Paolo Pelle
intervista, Storie e News

Oggi ne parliamo con… Paolo Pelle

Paolo Pelle, infermiere Antea, ci ha parlato dell’assistenza a domicilio e di che cosa significhi per lui entrare ogni giorno nelle case dei pazienti e dei loro familiari.

Da quanto lavori come infermiere in cure palliative? Conoscevi già Antea?

Lavoro ad Antea dal 2009 e ho sempre prestato assistenza a domicilio. Conoscevo già questa realtà da quando anni prima una persona a me cara aveva ricevuto assistenza: avevo potuto vedere con i miei occhi il metodo di lavoro che viene adoperato e il livello delle cure che vengono prestate.

Cosa distingue l’assistenza a domicilio da quella in Hospice?

Siamo un’équipe e come tale siamo continuamente interconnessi, ci confrontiamo sulle situazioni che gestiamo ogni giorno.

Nell’infermiere a domicilio i pazienti e i familiari riconoscono un punto di riferimento che va molto oltre l’ambito sanitario.

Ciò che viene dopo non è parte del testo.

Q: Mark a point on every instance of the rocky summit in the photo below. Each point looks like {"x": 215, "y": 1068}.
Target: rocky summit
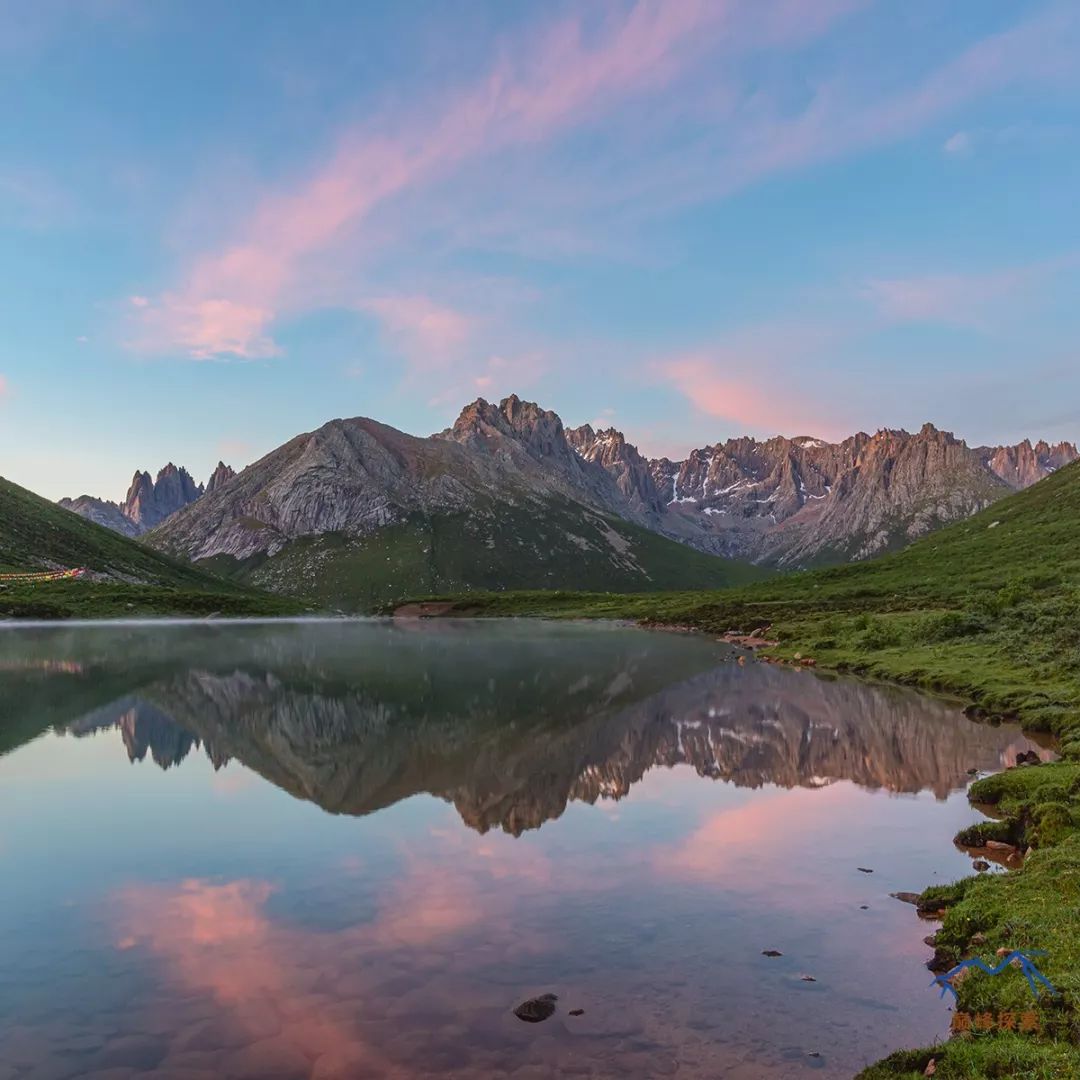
{"x": 804, "y": 501}
{"x": 148, "y": 501}
{"x": 358, "y": 513}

Dopotutto loro ci aprono le porte della loro casa ogni giorno, diventiamo una presenza costante nelle loro vite: quando capiscono che possono fidarsi, ci raccontano tutto, si aprono e ci confidano le loro paure.

Le prime visite sono importanti perché il paziente e la sua famiglia sappiano che siamo lì per aiutarli e per fare un percorso con loro.

Quanto è complicato emotivamente il tuo lavoro?

Non c’è un’università che insegni a entrare nelle case delle persone, anche perché ognuna di loro ha i propri tempi per elaborare la situazione. Una famiglia si trova a dover affrontare continui scossoni che ne logorano le energie e che possono metterla in crisi.

In uno scenario del genere è fondamentale per me rimanere un punto fermo, non farmi sopraffare dalle emozioni. Io e i miei colleghi non ci focalizziamo sulla prospettiva della morte, ci interessa far vivere bene la vita, il tempo che resta.

Com’è il rapporto con i caregiver?

All’inizio i familiari dicono di non voler disturbare, poi capiscono che possono contare su di me: come dico sempre, è meglio una telefonata in più che una in meno, così si evitano difficoltà che poi diventano difficili da gestire.

È vero quel che si dice, che quello che dai ti ritorna: le famiglie sensibili si accorgono subito di chi sei, se sei uno che guarda le lancette dell’orologio o uno che si dedica con cura e attenzione alla persona che ha davanti a sé.

Dopo qualche visita, sentono che sono una persona e non solo un operatore sanitario: in questo aiuta il fatto che a domicilio non indossiamo divise.

Come si esprimono la fiducia e la stima che ripongono in te i familiari dei pazienti?

Faccio un esempio risalente ai miei inizi come infermiere. Feci le prime due visite a un magistrato, una persona quindi istruita che era del tutto consapevole della sua situazione.
Alla terza visita mi ha preso da parte e mi ha detto: “
dimmi quanto tempo ho”. Dopo che gli ho detto le cose come stavano, la moglie mi ha chiamato arrabbiata perché quel giorno lui si era chiuso in se stesso. Come ha capito il giorno successivo, a suo marito era solo servito prendersi del tempo per elaborare e fu proprio da questa presa di coscienza che poté cominciare a riprendere in mano la sua vita: è uscito, ha ricominciato a vedere gli amici, ad andare al mare… Da allora la moglie mi scrive almeno una volta l’anno per ringraziarmi.

Cosa si capisce dell’umanità entrando nelle case delle persone?

Sono sempre stato affamato delle storie delle persone! Nella fragilità si diventa più umani e più veri, le differenze sociali si dissolvono, si è un po’ tutti uguali di fronte al dolore.

La sofferenza ti fa crescere e maturare: qualsiasi sia il tuo punto di partenza, sicuramente diventerai un essere umano migliore di com’eri prima.